Os principais fatores de risco são ter mais de 45 anos, problemas articulares preexistentes e maior intensidade das lesões na fase inicial dos sintomas. “É como se a chikungunya tivesse piorado um quadro ou um terreno que estava suscetível à chegada dessa complicação”, diz Rivaldo Venâncio, da Fiocruz.
O que é?
Uma doença infecciosa transmitida pelos mosquitos Aedes aegypti e Aedes albopictus. O nome, no idioma swahili, significa “aqueles que se dobram”, uma referência à posição curvada em que os pacientes ficavam devido às dores na primeira epidemia, em 1952, na Tanzânia.
Por que está se falando mais na doença agora?

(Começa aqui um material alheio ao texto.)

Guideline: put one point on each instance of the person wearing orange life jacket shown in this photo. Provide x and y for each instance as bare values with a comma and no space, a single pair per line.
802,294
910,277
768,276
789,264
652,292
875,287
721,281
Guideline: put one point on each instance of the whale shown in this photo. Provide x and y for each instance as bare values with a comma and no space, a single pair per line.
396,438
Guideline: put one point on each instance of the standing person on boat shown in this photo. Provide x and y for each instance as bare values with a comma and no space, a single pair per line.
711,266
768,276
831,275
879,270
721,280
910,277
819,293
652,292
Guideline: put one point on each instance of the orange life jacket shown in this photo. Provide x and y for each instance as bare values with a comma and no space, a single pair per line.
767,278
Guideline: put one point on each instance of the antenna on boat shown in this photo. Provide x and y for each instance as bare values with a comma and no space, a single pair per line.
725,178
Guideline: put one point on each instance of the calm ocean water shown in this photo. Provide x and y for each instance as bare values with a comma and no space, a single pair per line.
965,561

Os registros de casos prováveis no país cresceram muito em 2016. Se há dois anos a chikungunya estava restrita a poucos municípios de pequeno e médio porte, agora já atinge quase metade das cidades, incluindo capitais.
Ela pode se espalhar mais no verão?
Sim, porque esse é o período em que há maior infestação de aedes, mas há diferenças dentro do país: nos locais onde já houve muitos casos, como no Nordeste, pode ocorrer uma trégua, uma vez que parte da população já foi infectada. Já em locais com menos casos, como o Sudeste, mais pessoas estão suscetíveis.
Quais as preocupações de governos e especialistas?
Como a chikungunya gera dores nas articulações que podem se estender por meses, a rede de saúde pode ficar sobrecarregada. O alto número de mortes relacionadas à doença também preocupa especialistas.
Por que o número de mortes pela doença tem crescido?
Evidências iniciais apontam que a maioria das mortes ocorreu em grupos mais vulneráveis, como idosos ou pessoas com doenças crônicas. Há casos, porém, de pacientes que não tinham registro de doenças associadas. Parte dos especialistas diz que as mortes eram esperadas, uma vez que já havia registros na literatura médica. Outros dizem que o número de ocorrências é alto demais.
O número de óbitos ainda pode ser maior?
Sim, uma vez que ainda há casos em investigação. Segundo o Ministério da Saúde, a maioria das mortes foi registrada entre fevereiro e abril, mas confirmadas apenas nos últimos meses, após exames.
Há subnotificação?
Possivelmente sim, uma vez que há pacientes que demoram para procurar a rede de saúde ou para receber o diagnóstico, ou cujos atendimentos não são notificados no sistema federal. Os casos também podem ser confundidos com dengue e zika, e vice-versa.
Quando o vírus chegou ao Brasil?
Os três primeiros casos importados foram identificados em 2010. Em 2014, houve os primeiros casos autóctones (transmissão local). Naquele ano, porém, a doença ainda ficou restrita a poucos locais do país, em especial à Bahia e ao Amapá, com maior avanço a partir do fim de 2015.
Como saber se estou com chikungunya?
Os principais sintomas são febre alta e repentina, acima de 38°C, dor de cabeça e nos músculos e, principalmente, nas articulações dos pés e das mãos. Para o diagnóstico, é fundamental procurar um médico.
Como é o tratamento?
Não há um tratamento específico. Em geral, os pacientes são tratados com remédios para a febre e anti-inflamatórios para as dores nas articulações, a depender dos casos.
Como evitar a doença?
Assim como dengue e zika, a principal forma de prevenção da chikungunya é eliminar os focos do mosquito transmissor. Outras medidas, como uso de repelentes, também são recomendadas.